De meest voorkomende autosomaal recessieve aandoening bij onze bevolking is mucoviscidose (taaislijmziekte). Ook een groot aantal stofwisselingsziekten wordt op deze manier overgeërfd.

Lees ook: Wat is mucoviscidose (taaislijmziekte)?

GESLACHTSGEBONDEN overerving
treft vooral jongens, maar wordt overgedragen door meisjes. Het
foute gen ligt op het X-chromosoom, en daarom spreekt men van een X-gebonden of geslachtsgebonden afwijking. Het risico op een dergelijke afwijking is voor elke zoon van een moeder-draagster 50%.
Het risico voor elke dochter dat zij ook draagster is, is 50 %. De vader kan de ziekte niet overdragen op zijn zonen, wel op al zijn dochters.
Die zullen niet ziek worden, maar de kans dat ze de aandoening overdragen op hun zonen bedraagt 50%.
Voorbeelden van X-gebonden aandoeningen zijn hemofilie of de
bloedstollingsziekte, de spierziekte van Duchenne, X-gebonden mentale achterstand en kleurenblindheid.

Lees ook: Kleurenblindheid of gestoord kleurenzicht

Lees ook: Fragiele X syndroom

POLYGENISCHE overerving
wordt veroorzaakt door een combinatie van meerdere genen. Een hele reeks functies en kenmerken worden bij de mens geregeld door meerdere genen, elk met zijn eigen specifieke bijdrage.
De werking van deze genen wordt ook door de omgeving beïnvloed.
Men spreekt daarom van multifactoriële (door verschillende omstandigheden of factoren bepaald) overerving.
Klassieke voorbeelden van normale multifactoriële kenmerken zijn de lichaamsgestalte en de intelligentie. Multifactoriële afwijkingen zijn onder andere spina bifida (open ruggetje) , lip-en verhemeltespleet, klompvoeten en aangeboren hartafwijkingen.

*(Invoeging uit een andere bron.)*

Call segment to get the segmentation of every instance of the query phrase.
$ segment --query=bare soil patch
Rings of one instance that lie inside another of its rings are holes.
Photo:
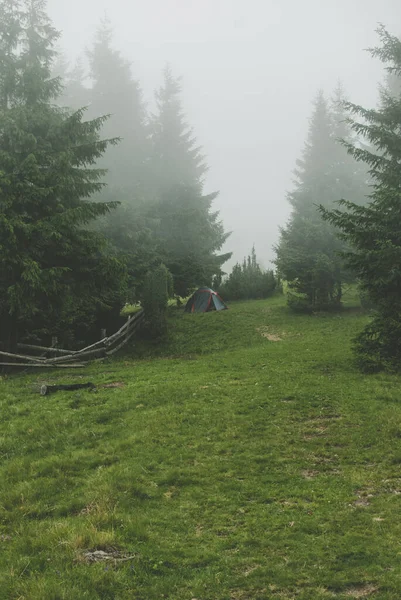
[[[258,333],[260,333],[260,335],[262,337],[269,340],[269,342],[282,342],[283,341],[282,337],[277,335],[277,333],[271,332],[268,327],[257,327],[256,331]]]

Lees ook: Aangeboren hartafwijkingen

Terug naar de bruine en blauwe ogen

Als tweemaal het gen aanwezig is dat de code bevat voor blauwe ogen, zal de baby inderdaad blauwe ogen hebben.
Als er zowel een code is voor bruin als voor blauw, zullen het bruine ogen worden. Dat komt omdat het kenmerk voor bruin overheerst.
Het gen met de code voor bruine ogen wordt dominant genoemd, het gen met de code voor blauwe ogen recessief . Het is er wel, maar het wordt onderdrukt door het dominante gen.
Als beide ouders bruine ogen hebben, maar ieder ook het gen met de code voor blauwe ogen heeft, is het toch mogelijk dat beiden precies dat gen doorgeven en dus een kind met blauwe ogen krijgen. Die kans is 1 op 4.
Een kind kan dus kenmerken vertonen die bij geen van de ouders tot uiting gekomen zijn, maar die het toch van de ouders geërfd heeft.

Hoe groot is eigenlijk het risico op erfelijke problemen?

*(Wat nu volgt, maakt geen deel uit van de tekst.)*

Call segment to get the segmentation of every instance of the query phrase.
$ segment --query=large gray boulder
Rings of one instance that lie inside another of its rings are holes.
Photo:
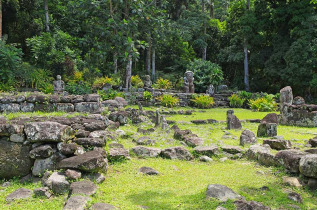
[[[292,105],[293,103],[293,91],[290,86],[286,86],[280,90],[280,103],[283,105],[289,104]]]
[[[241,146],[245,146],[247,144],[256,144],[256,142],[257,142],[257,140],[255,137],[255,134],[252,131],[245,129],[241,133],[241,136],[240,136],[240,145]]]
[[[53,149],[50,145],[41,145],[30,151],[32,159],[44,159],[53,155]]]
[[[262,203],[256,201],[238,200],[234,202],[236,210],[271,210],[270,207],[264,206]]]
[[[99,113],[101,104],[98,102],[81,102],[75,104],[76,112]]]
[[[50,121],[27,123],[24,131],[31,142],[63,142],[74,135],[71,127]]]
[[[211,184],[211,185],[208,185],[208,188],[206,191],[206,198],[215,198],[221,202],[226,202],[228,200],[241,199],[242,196],[224,185]]]
[[[270,153],[270,149],[261,145],[251,145],[245,155],[249,160],[257,161],[261,153]]]
[[[257,132],[258,137],[274,137],[277,136],[276,123],[260,123]]]
[[[108,157],[110,161],[117,161],[117,160],[129,159],[130,154],[129,154],[129,150],[127,149],[115,147],[115,148],[109,149]]]
[[[163,149],[161,156],[167,159],[192,160],[193,155],[184,147],[171,147]]]
[[[0,179],[29,174],[34,163],[30,150],[29,145],[0,140]]]
[[[317,179],[317,154],[305,155],[299,161],[301,174]]]
[[[283,139],[266,139],[263,140],[263,144],[268,144],[272,149],[276,150],[285,150],[292,148],[292,143]]]
[[[95,203],[90,207],[91,210],[111,210],[117,209],[115,206],[107,204],[107,203]]]
[[[82,155],[66,158],[59,162],[59,169],[78,169],[87,172],[98,172],[106,170],[108,166],[107,159],[105,159],[100,152],[90,151]]]
[[[73,182],[70,185],[71,195],[93,195],[97,192],[97,186],[90,180],[84,180],[79,182]]]
[[[299,173],[299,161],[306,154],[299,150],[281,150],[275,157],[291,173]]]
[[[78,138],[75,143],[86,147],[104,147],[106,142],[102,138]]]
[[[45,171],[53,171],[56,169],[56,164],[64,158],[65,156],[55,153],[51,157],[45,159],[36,159],[32,169],[32,174],[34,176],[42,176]]]
[[[138,157],[155,158],[155,157],[158,157],[161,154],[161,150],[160,149],[150,148],[150,147],[142,147],[142,146],[133,147],[132,151]]]
[[[227,111],[227,129],[241,129],[242,125],[240,120],[234,115],[233,110]]]
[[[194,148],[195,153],[212,157],[219,154],[218,146],[198,146]]]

Zoals je uit het voorgaande begrijpt, is het moeilijk een cijfer op te geven dat voor iedereen van toepassing is. Algemeen wordt wel aangenomen dat ongeveer 3 à 5% van de kinderen geboren wordt met een afwijking, maar die is niet altijd erfelijk.
Het risico dat iemand persoonlijk tijdens zijn leven of in zijn familie in aanraking komt met een erfelijke ziekte, is dan weer hoger. Het wetenschappelijk onderzoek ontdekt steeds meer ziekten waarbij een erfelijke factor een rol speelt.

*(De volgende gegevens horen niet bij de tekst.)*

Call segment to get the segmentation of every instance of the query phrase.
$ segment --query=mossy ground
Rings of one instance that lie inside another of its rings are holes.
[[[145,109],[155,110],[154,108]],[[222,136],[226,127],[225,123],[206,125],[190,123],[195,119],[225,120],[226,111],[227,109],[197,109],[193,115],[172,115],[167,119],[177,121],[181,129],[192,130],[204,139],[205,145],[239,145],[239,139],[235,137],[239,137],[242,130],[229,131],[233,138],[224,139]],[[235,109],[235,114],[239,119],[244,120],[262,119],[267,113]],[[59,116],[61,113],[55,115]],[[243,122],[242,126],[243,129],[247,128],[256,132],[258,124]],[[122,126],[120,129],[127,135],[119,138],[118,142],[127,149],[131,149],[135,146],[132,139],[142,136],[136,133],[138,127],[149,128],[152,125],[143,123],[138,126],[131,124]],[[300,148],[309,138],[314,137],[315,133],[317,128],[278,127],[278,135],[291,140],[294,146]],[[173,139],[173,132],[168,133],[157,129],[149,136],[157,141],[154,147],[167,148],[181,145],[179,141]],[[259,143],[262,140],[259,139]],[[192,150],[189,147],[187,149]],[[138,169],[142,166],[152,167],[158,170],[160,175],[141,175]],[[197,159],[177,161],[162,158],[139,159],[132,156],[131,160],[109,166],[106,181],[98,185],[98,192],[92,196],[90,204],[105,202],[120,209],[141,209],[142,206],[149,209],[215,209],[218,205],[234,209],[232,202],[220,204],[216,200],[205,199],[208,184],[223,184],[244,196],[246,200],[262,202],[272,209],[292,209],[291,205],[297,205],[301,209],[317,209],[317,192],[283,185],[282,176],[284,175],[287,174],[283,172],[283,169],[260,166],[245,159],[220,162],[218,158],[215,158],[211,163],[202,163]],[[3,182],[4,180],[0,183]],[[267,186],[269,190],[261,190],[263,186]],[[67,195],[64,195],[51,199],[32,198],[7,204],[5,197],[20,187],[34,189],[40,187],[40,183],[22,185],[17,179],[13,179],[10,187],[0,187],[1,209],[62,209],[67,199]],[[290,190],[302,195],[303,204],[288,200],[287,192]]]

Predectieve genetische test

In sommige gevallen kunnen risicodragers via een test aan de weet komen of zij een bepaalde ziekte al dan niet zullen krijgen, nog voor er zich enig symptoom voordoet. Zo’n test heeft voor- en nadelen.
Risicodragers uit families waarin een bepaalde ziekte voorkomt, moeten niet langer in onzekerheid leven, want ze kunnen laten onderzoeken of zij een ziekmakend gen erfden. Als het antwoord positief is, kan de zekerheid ziek te zullen worden hard aankomen. Vragen zoals “wanneer en hoe zal ik ziek worden?” blijven onbeantwoord en zijn zeer belastend. Anderzijds is het een hele geruststelling als uit de test blijkt dat er geen ziekmakend gen werd geërfd. Het al dan niet laten uitvoeren van deze test is dan ook een delicate beslissing, en dat vereist een intensieve begeleiding door een multidisciplinair team.

Lees ook: Over: Predictieve genetische tests

Onderzoeken tijdens de zwangerschap

Als ouders een verhoogd risico lopen op kinderen met een erfelijke aandoening, kunnen ze ervoor kiezen om prenatale onderzoeken te laten uitvoeren.
Eén van de onderzoeksmethoden is de vruchtwateranalyse . Dit onderzoek gebeurt tussen 14 en 16 weken zwangerschap. Hierbij kunnen onder meer chromosomale afwijkingen en spina bifida worden opgespoord.
Een tweede mogelijkheid is een vlokkentest . Die kan uitgevoerd worden tussen de tiende en twaalfde week van de zwangerschap.
Hiermee kunnen chromosomenafwijkingen worden opgespoord en sommige erfelijke stofwisselingsziekten. Ook kan met die vlokkentest voor een aantal ziekten DNA-onderzoek worden uitgevoerd.
Bij deze onderzoeken bestaat een klein risico op een spontane miskraam.
Ook een goede echografie rond 20 weken zwangerschap kan heel wat aangeboren afwijkingen aan het licht brengen.
Al deze procedures kunnen leiden tot zwangerschapsafbreking als de foetus een ernstige aandoening blijkt te hebben.

Lees ook: Prenatale diagnostiek: soorten testen

Praktisch gesproken

Mensen die kinderen wensen, zouden goed geïnformeerd moeten zijn.
Vooral als één van beide partners mogelijk een erfelijke ziekte heeft of als in één van beide families een ziekte of handicap voorkomt bij ouders, grootouders, neef, oom,... is het belangrijk vragen te durven stellen aan familieleden en de dokter vooraleer zwanger te worden.
Dit geldt natuurlijk ook voor echtparen die reeds een kind met een probleem hebben. Zoals al eerder werd vermeld, is er bij zwangerschap na 35 jaar ook iets meer risico op afwijkingen bij het kind.

Wat mag je verwachten van een genetische raadpleging?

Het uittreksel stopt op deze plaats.